Size doesn’t always matter Featured

8:00pm EDT April 25, 2007
The high-profile corporate fraud cases of Enron, Tyco and WorldCom made front page news. However, it is not just large conglomerates that are susceptible to fraud. Companies of all sizes and across all sectors, including governmental agencies and nonprofit organizations, can be affected by fraud.

To avoid fraud, it is important to institute an anti-fraud program that creates a culture of honesty and high ethics. Such a program, says Linda Saddlemire, partner at Vicenti, Lloyd & Stutzman LLP, should be spearheaded by the management team. “Management is responsible for developing an effective anti-fraud program and should be heavily involved in assuring the proper measures are in place,” she explains.

Smart Business spoke with Saddlemire about fraud, how anti-fraud programs should be structured and what course of actions should be taken if fraud allegations occur.

What type of fraud risks do companies face?

The most common type of fraud is mis-appropriation of assets, which is any scheme that involves the theft or misuse of a company’s assets. The Association of Certified Fraud Examiners (ACFE) reported that over 90 percent of frauds reported in its 2006 ‘Report to the Nation on Occupational Fraud’ were in this category. Less frequently, companies may be subject to corruption and fraudulent financial statement frauds. Corruption involves a person using his or her influence in a business transaction to obtain an unauthorized benefit, such as accepting a bribe or engaging in a transaction where there is an undis-closed conflict of interest. Fraudulent financial statements are when a company falsifies its financial statements to make it appear more or less profitable.

What is the typical loss for a company that has been defrauded?

As reported in the 2006 study by the ACFE, which includes reported frauds from 1,134 companies, the median loss caused by occupational fraud was $159,000 and it is estimated that U.S. businesses lose 5 percent of annual revenues to fraud. Nearly 25 percent of the cases reported lost over $1 million or more and there were nine reported cases causing losses of at least $1 billion.

How should an effective anti-fraud program be structured?

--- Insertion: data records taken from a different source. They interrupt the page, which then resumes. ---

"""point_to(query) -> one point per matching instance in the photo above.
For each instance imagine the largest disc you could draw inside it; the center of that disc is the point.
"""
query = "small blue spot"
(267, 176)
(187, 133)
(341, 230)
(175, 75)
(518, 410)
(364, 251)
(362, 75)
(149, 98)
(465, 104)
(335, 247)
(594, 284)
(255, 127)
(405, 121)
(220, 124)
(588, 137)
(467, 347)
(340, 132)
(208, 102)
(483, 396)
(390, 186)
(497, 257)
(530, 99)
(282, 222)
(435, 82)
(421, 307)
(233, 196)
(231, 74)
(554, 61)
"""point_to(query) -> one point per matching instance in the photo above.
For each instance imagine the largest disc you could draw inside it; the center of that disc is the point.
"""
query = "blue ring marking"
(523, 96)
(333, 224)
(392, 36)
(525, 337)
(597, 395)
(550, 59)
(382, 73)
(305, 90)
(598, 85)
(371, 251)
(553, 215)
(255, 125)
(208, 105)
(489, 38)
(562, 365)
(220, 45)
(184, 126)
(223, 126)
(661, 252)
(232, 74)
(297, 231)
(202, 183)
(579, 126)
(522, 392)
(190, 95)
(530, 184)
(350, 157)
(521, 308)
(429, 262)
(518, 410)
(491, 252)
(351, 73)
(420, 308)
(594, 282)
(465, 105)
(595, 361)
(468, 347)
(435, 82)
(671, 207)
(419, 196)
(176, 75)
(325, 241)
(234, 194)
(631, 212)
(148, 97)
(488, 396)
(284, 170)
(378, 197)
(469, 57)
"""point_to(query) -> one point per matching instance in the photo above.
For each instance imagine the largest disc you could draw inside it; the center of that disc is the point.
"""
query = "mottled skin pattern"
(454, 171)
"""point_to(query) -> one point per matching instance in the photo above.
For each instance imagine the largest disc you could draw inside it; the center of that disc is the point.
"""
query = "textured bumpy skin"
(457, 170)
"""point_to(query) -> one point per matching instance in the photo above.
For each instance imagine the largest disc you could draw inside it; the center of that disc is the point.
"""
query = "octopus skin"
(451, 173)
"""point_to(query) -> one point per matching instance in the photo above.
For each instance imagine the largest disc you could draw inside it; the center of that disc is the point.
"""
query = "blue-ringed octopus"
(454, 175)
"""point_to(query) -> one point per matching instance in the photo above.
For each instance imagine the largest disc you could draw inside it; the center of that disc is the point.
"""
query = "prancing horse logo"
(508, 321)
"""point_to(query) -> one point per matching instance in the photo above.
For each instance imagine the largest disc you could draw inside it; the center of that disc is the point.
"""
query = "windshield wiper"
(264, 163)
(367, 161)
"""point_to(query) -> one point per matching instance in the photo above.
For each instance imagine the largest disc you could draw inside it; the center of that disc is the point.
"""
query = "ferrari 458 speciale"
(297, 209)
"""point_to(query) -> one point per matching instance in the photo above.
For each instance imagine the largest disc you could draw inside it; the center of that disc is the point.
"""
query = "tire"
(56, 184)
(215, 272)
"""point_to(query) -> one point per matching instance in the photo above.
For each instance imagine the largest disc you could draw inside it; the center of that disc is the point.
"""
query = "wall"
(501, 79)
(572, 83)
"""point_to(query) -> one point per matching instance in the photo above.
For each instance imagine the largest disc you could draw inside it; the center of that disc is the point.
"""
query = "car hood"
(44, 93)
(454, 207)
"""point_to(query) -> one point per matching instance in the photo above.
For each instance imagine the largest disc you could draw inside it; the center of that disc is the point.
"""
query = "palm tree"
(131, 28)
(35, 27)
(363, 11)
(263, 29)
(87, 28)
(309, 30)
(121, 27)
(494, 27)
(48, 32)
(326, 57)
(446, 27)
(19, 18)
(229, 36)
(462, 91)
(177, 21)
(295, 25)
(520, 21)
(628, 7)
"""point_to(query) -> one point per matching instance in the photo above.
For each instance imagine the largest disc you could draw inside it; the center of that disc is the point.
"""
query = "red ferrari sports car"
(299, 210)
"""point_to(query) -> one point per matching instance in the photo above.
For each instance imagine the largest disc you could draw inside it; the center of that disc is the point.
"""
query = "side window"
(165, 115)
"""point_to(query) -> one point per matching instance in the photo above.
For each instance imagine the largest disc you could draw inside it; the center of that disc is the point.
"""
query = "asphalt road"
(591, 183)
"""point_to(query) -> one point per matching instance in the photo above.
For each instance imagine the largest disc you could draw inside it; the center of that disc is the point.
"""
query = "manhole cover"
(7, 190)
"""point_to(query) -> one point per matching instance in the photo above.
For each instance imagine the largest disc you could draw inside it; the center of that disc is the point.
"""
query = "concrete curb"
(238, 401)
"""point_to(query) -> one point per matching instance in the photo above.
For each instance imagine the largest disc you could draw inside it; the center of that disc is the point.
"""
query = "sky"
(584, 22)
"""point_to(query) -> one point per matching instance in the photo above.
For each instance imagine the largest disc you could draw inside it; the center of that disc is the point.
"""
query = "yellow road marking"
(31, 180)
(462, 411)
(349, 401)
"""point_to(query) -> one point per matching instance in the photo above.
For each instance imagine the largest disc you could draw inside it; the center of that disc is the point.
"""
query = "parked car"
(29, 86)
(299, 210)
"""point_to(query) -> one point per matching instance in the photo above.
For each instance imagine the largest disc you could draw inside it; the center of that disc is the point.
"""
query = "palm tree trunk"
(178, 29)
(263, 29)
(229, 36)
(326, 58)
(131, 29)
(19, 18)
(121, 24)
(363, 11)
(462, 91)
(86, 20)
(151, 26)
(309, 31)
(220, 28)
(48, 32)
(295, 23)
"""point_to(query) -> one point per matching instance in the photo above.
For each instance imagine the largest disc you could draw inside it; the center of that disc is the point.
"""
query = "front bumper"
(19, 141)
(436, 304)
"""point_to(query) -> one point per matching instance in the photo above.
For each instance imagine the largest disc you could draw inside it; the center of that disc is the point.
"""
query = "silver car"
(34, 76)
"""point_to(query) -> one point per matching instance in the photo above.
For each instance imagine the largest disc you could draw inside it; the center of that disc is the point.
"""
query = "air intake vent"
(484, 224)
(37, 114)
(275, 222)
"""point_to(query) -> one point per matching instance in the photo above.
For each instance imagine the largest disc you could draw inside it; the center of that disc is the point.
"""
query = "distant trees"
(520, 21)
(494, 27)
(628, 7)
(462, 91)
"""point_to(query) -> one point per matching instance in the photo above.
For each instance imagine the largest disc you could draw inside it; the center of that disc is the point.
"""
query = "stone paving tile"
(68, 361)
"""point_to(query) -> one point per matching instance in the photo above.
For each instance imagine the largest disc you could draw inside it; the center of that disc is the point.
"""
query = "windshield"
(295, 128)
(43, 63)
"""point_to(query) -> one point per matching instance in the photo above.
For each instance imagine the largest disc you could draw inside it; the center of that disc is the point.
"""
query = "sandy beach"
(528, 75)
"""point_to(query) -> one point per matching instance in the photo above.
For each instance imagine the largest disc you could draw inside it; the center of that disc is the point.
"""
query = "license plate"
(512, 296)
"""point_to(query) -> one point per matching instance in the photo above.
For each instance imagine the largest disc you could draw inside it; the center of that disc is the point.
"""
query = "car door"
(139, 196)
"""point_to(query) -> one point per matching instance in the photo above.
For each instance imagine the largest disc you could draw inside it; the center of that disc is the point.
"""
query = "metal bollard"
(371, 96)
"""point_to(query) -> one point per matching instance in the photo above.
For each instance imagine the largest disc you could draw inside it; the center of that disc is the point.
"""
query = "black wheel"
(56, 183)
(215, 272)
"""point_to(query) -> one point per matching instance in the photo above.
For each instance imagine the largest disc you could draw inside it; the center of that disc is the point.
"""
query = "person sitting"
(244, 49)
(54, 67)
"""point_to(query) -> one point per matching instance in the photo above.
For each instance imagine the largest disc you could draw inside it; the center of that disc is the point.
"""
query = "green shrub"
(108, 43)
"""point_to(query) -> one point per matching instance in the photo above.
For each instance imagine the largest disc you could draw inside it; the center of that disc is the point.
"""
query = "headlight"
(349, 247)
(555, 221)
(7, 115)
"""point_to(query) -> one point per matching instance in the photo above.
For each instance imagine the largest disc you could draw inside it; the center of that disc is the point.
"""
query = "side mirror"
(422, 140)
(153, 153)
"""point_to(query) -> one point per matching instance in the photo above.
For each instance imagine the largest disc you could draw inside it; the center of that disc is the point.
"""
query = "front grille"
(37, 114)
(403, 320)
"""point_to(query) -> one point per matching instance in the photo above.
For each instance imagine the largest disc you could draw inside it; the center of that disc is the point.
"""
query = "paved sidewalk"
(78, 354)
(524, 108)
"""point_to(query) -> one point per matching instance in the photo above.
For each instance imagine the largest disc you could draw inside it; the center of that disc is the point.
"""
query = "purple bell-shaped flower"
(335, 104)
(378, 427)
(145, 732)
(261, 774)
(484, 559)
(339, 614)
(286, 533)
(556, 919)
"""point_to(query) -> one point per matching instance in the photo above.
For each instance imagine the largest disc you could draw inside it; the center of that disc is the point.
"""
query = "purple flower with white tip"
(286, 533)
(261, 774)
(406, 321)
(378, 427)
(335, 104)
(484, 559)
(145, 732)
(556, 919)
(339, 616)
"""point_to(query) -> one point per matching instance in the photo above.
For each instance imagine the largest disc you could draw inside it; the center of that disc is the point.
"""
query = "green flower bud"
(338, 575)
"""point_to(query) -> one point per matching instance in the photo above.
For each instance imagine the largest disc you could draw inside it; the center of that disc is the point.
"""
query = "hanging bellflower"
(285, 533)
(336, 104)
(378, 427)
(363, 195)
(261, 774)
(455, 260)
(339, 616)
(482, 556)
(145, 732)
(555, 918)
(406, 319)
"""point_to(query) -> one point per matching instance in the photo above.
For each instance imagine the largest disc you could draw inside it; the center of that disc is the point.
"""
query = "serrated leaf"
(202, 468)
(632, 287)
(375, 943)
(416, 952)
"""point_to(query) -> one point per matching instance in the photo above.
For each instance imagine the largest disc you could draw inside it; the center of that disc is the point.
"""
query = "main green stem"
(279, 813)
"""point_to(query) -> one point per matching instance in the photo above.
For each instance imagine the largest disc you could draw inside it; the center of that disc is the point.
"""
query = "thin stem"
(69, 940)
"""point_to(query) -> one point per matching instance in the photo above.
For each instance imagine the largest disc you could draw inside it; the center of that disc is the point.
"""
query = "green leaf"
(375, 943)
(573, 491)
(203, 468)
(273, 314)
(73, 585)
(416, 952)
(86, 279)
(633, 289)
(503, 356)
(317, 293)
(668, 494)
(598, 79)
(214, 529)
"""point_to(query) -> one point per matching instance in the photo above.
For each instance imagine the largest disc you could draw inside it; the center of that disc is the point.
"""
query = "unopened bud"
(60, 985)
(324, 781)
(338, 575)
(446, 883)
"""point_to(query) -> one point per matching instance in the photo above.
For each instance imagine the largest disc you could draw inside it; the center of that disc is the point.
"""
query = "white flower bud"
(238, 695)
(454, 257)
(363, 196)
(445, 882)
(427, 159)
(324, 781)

Major elements of an anti-fraud program include (1) creating a culture of honesty and high ethics, (2) having proper internal controls and procedures in place and evaluating the effectiveness of these programs, and (3) having proper oversight in place.

Creating a culture is accomplished by having clear codes of conduct, conflict of interest policies and ethics policies. It also includes creating a positive work environment by having recognition and reward systems, equal employment opportunities and quality professional training. Hiring practices should include thorough background checks, and promotions and evaluations should emphasize the importance of high ethics and values.

Proper internal controls include having good segregation of duties, internal audit checks and clear authorization policies for expenses. A measure commonly taken, and required for public companies by the Sarbanes-Oxley Act, is to have an anonymous reporting mechanism in place for reporting wrongdoing.

Tips are the most common means of fraud being detected.

The oversight process may include an audit committee or board of directors. Oversight roles should include evaluating management’s identification of fraud risks, implementation of anti-fraud measures and the creation of setting the ‘tone at the top.’

What considerations should be taken into account when implementing an anti-fraud program?

The first thing to consider is to identify the acceptable level of risk. Costs versus benefits of controls always need to be considered and attention should be given to those areas in which the risk of fraud is greater. Computer security is often a critical element and experts should be consulted. Knowing your business and where the risks of fraud exist is the first step.

If a business suspects a case of fraud, what course of action should be taken?

When allegations of fraud exist, it is critical to take immediate actions. Developing a team should be the first step, which should include legal counsel, trained fraud investigators, such as a Certified Fraud Examiner, and human resources. A plan of action should be developed and agreed to by all parties. In some instances, you may want to include local law enforcement at the onset of the investigation. Assuring that a thorough and fair investigation takes place is critical due to the fact that these matters are highly sensitive and litigious. Taking the proper steps is imperative in protecting the integrity and reputation of your company.